J'étais mineur, mais j'avais l'accord de mes parents pour recevoir et héberger les agents de liaison
nationaux, venant pour la plus part de Paris et que j'allais chercher soit en gare de Morcenx, ou
encore de Rion ou de Dax. Ces agents avaient forcément des faux noms et je ne les connaissais que
sous des prénoms qui n'étaient pas les leurs. Par exemple: "Jean-Claude", "Marcel", "Gaston", etc. Je
ne pouvais les recevoir que s'ils avaient un nom de "passe" prévu à l'avance et qui changeait tous les
mois. De plus, à compter de Juin 1942, le mot de passe seul ne suffisait pas, il fallait un autre signe
de reconnaissance; soit tel journal ou tel crayon de couleur ou autre.

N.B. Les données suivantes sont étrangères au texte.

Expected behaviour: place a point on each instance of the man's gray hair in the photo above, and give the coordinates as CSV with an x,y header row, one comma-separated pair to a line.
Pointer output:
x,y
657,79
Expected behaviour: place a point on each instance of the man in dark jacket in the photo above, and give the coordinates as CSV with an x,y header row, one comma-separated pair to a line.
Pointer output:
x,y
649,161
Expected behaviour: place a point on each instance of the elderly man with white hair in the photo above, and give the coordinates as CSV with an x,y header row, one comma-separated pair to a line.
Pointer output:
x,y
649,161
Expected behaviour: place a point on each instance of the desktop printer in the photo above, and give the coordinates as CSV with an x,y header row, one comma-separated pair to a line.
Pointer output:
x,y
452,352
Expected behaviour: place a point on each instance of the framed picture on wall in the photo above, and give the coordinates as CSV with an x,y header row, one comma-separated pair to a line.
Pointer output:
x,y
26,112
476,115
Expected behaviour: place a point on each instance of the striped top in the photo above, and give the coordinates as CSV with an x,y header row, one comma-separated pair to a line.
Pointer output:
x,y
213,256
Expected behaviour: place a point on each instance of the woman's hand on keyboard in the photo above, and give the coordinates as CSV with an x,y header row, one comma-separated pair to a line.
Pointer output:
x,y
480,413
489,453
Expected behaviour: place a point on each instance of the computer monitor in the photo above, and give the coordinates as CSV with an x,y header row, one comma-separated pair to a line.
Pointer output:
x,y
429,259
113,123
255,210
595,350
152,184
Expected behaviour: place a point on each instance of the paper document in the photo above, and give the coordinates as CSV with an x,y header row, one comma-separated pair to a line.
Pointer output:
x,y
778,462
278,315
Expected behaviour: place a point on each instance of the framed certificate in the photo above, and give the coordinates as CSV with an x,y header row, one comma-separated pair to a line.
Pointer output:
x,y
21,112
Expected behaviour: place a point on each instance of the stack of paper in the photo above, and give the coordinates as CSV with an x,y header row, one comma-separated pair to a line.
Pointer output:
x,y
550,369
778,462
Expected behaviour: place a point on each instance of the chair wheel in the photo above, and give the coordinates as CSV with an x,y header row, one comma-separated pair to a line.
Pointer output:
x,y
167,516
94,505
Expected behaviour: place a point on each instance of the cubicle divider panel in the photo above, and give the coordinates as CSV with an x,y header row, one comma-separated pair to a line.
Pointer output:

Moi-même, dès le mois de Juin, après l'arrestation de Gilbert, j'avais deux pseudonymes; quand
j'allais à Morcenx ou à Rion chercher les agents de liaison, c'était "Zézé"; quand j'allais à Dax, c'était
"Paulette".
D'ailleurs ce "Paulette" me valut des coups de nerfs de boeuf et autres sévices lors des
interrogatoires, car les inspecteurs voulaient savoir qui était cette fille et d'où elle venait! Cela me
confirma en tout cas que la police de Vichy ne m'avait pas identifié pour mes liaisons à Dax!
Après nos actions du 1er Mai1942, ces sabotages ont eu des conséquences.
Le chef de groupe arrêté!!
Gilbert Dupau, mon chef de groupe déjà fiché par la police de Vichy comme communiste fût arrêté
très vite après. Mais Gilbert ne parla pas, malgré des interrogatoires" musclés". Ce qui me permit de
continuer [a Résistance comme Chef de groupe des F.T.P. Nos actions se poursuivirent bien qu'il ne
fût pas possible de renouer le contact avec une partie des Résistants de Carcens-Ponson qui se firent
"oublier". Je continuais donc avec mon propre groupe.
Le 14 Juillet 1942, sabotage de trois wagons allemands stationnés en gare de Laluque et destruction
"partielle" d'une usine à Laluque. J'y fus aidé par un cheminot de la gare en question et aussi pour
l'usine par Jean-Degret, lequel coiffait le sous-groupe de Laluque. Tout se passa bien, sauf que l'usine
ne fût pas totalement mise hors-service.
De plus, courant Juillet, nous sommes entrés en contact avec un Résistant de Buglose qui, via
Degret, nous acheminait des prisonniers de guerre africains qui s'évadaient du camp d'internement de
Buglose. Je me chargeais de les faire passer en zone libre, par Tartas.
L'objectif du 20 Septembre 1942 (date anniversaire de la bataille de Valmy du 20 Septembre 1792)
était pour nous primordial. L'organisation Nationale avait donné des ordres précis pour marquer cette
date, par des actions programmées dans toute la France occupée. Pour ce qui me concerne, je
devais recevoir des explosifs à cet effet, je m'étais donc fixé deux objectifs principaux. Premièrement,
le sabotage du poste électrique des chemins de fer " Cougnala " à Lesgor et deuxièmement, le
sabotage d'une grue en gare de Laluque qui servait surtout aux allemands sur la zone de
stationnement des convois de matériel militaire nazi, là où déjà nous avions saboté trois wagons de
l'armée allemande le 14 Juillet dernier.
Mon plan était prêt, avec l'aide des camarades dirigés par le sous-chef de groupe Degert pour l'action
en gare de Laluque. Il ne manquait plus que les explosifs et les détonateurs promis qu'un agent de
liaison devait me faire parvenir.
Dans le courant du mois d'Août, un agent de liaison est venu avec un homme parlant anglais pour
rechercher près de chez moi, un terrain propice à des parachutages d'armes et de munitions. Je leur
ai proposé le champ situé au Nord de notre ferme et qui avait semblé favorable à l'homme qui
accompagnait l'agent de liaison.
Nota: Après mon arrestation, il y a bien eu des armes parachutées, mais pas exactement dans le
champ que j'avais proposé, mais tout prés, à quelques deux cents mètres plus au Nord; dans un autre
terrain, au lieu-dit" Le Cassou ".
Mes liaisons clandestines avec les agents de transmission sont devenues de plus en plus difficiles.
Dès le mois d'Août, il n'était plus question de liaison sans au moins deux signes de reconnaissance.
En plus du mot de passe, il fallait un deuxième élément, tel journal par exemple ou un crayon de
couleur.
A la fin du mois d'Août, je reçus l'ordre de me rendre le 30, à une réunion clandestine à Dax. Notre
point de rencontre était fixé au bar Hontaréde, prés de la gare vers 15 heures.